Die Bedeutung von Salz zur Zeit Jesu
Salz war in der Welt Jesu ein alltägliches, aber bedeutungsvolles Element. Es war weit mehr als ein Gewürz für die Küche. Salz hatte mehrere Funktionen – und jede von ihnen hilft uns, Jesu Worte in Markus 9,49 besser zu verstehen.
Zuerst war Salz ein Konservierungsmittel. In einer Zeit ohne Kühlschränke schützte es Speisen vor dem Verderben. Es bewahrte das Gute davor, faul zu werden. Wenn Jesus also sagt, dass jeder „mit Feuer gesalzen“ wird, klingt darin etwas vom Schutz vor moralischer und geistlicher Verderbnis mit. Gottes Feuer bewahrt die Schöpfung, indem es alles entfernt, was sie zerstören würde.
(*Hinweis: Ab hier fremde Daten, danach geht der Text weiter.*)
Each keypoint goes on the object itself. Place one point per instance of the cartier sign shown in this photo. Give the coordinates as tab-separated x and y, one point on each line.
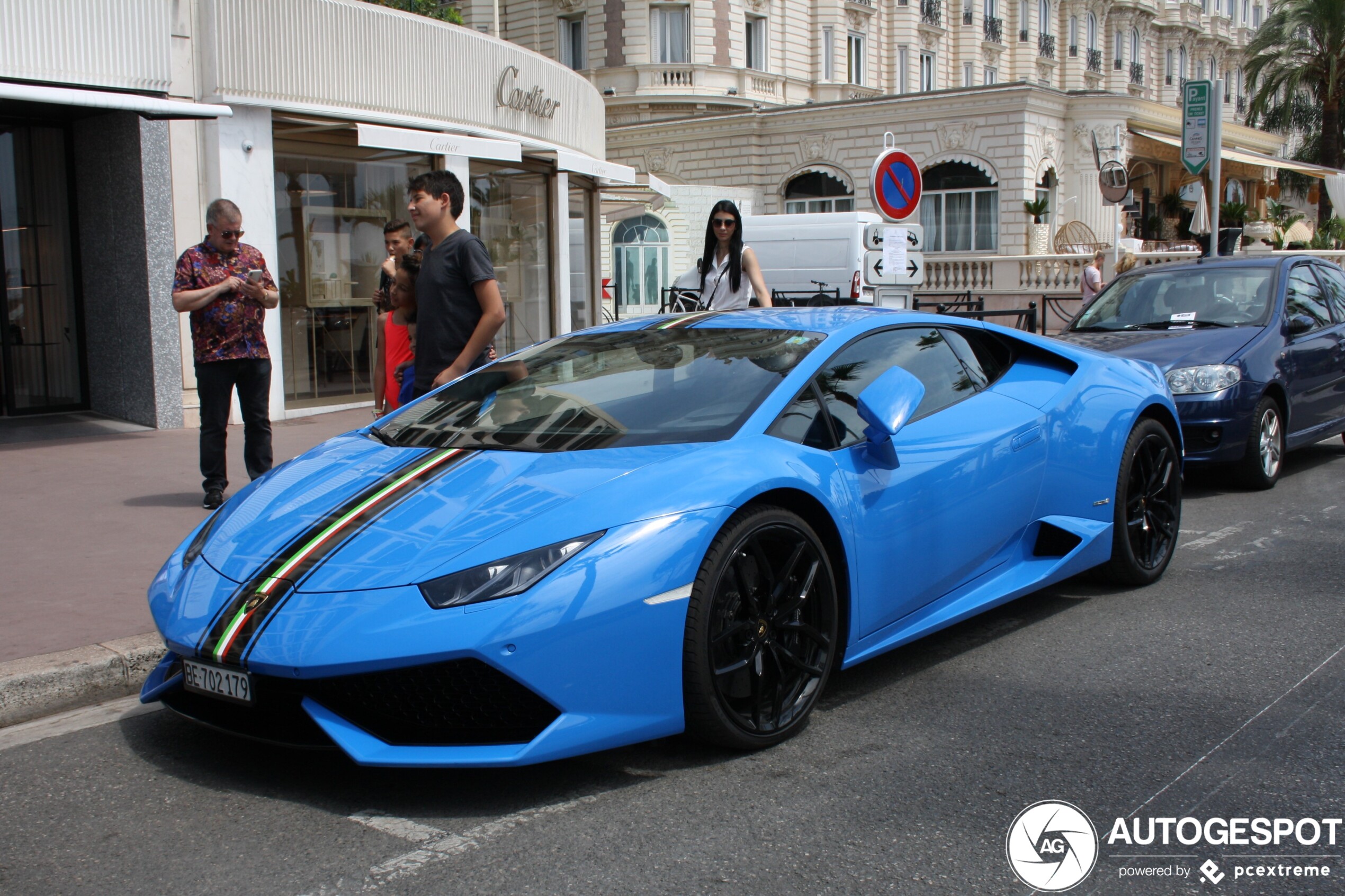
531	101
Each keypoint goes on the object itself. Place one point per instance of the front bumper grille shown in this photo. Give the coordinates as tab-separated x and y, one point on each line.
444	704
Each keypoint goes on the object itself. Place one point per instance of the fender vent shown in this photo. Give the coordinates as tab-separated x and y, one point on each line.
1054	542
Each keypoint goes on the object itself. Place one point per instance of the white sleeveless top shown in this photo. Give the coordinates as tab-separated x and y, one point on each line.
719	293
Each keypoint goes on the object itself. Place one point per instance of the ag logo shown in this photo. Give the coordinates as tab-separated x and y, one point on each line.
1052	845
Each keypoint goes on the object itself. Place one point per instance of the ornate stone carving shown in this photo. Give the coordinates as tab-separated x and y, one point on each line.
657	160
815	147
955	135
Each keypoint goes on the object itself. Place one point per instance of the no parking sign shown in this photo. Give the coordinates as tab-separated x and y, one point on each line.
895	185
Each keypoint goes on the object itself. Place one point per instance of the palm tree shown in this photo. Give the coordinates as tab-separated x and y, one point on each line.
1299	51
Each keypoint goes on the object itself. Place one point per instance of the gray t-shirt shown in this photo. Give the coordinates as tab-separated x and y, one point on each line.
447	311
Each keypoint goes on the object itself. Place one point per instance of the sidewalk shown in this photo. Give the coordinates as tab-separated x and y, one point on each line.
88	522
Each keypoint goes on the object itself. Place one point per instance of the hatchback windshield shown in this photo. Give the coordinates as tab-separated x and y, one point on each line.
1182	300
608	390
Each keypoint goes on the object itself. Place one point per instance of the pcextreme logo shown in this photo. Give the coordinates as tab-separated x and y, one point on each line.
1052	845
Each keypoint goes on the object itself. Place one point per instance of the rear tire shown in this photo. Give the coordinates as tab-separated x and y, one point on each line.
1263	458
1147	507
760	632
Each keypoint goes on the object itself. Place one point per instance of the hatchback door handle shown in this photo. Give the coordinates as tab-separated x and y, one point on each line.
1024	440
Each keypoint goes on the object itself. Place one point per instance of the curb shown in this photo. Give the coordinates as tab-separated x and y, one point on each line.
50	683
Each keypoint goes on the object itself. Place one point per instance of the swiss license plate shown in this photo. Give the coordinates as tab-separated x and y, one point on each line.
214	682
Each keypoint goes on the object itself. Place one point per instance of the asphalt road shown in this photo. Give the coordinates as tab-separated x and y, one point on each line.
1217	692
Zweitens spielte Salz eine entscheidende Rolle im Tempel und in den Opfern. In 3. Mose 2,13 (BB) heißt es: „Du sollst alle deine Speiseopfer salzen. Dieses Salz steht für den Bund mit deinem Gott.“ Das Salz symbolisierte also Bundestreue – sowohl die Treue des Menschen zu Gott als auch, noch viel wichtiger, die Treue Gottes zu seinem Bund mit den Menschen. Wenn Jesus sagt, dass alle Menschen „mit Feuer gesalzen“ werden, dann ist das keine Drohung, sondern ein Ausdruck göttlicher Hoffnung. Es bedeutet: Gott bleibt seinem Bund treu. Er gibt die Menschen nicht auf, auch wenn sie untreu werden. Das göttliche Feuer ist also Ausdruck seiner Bundestreue. Es ist Gottes Art zu sagen: Ich lasse dich nicht los, bis du heil bist. Sein Feuer durchdringt und verwandelt – nicht, weil er uns bestrafen will, sondern weil er uns zu dem wiederherstellen will, wofür wir geschaffen sind. Dieses Feuer der Liebe arbeitet unaufhörlich daran, die ganze Schöpfung von Schuld und Verderbnis zu reinigen, bis sie wieder im Glanz seiner Herrlichkeit erstrahlt.
Drittens war Salz ein Würzmittel, das Geschmack verlieh. Etwas, das fade oder ungenießbar war, wurde durch Salz angenehm. Auch das passt wunderbar in Jesu Bild: Gottes Feuer ist nicht dazu da, uns zu vernichten, sondern uns zu verwandeln – aus „unschmackhaften“ Sündern sollen Menschen werden, die wieder das Aroma des Himmels tragen.
Und schließlich hatte Salz auch medizinische Bedeutung. Es wurde verwendet, um Wunden zu reinigen und zu desinfizieren. Wer schon einmal Salz auf eine Wunde bekommen hat, weiß, dass es brennt. Aber es ist ein heilendes Brennen. Genau so ist Gottes Feuer: Es schmerzt, aber es heilt. Es brennt nicht, um zu vernichten, sondern um zu reinigen.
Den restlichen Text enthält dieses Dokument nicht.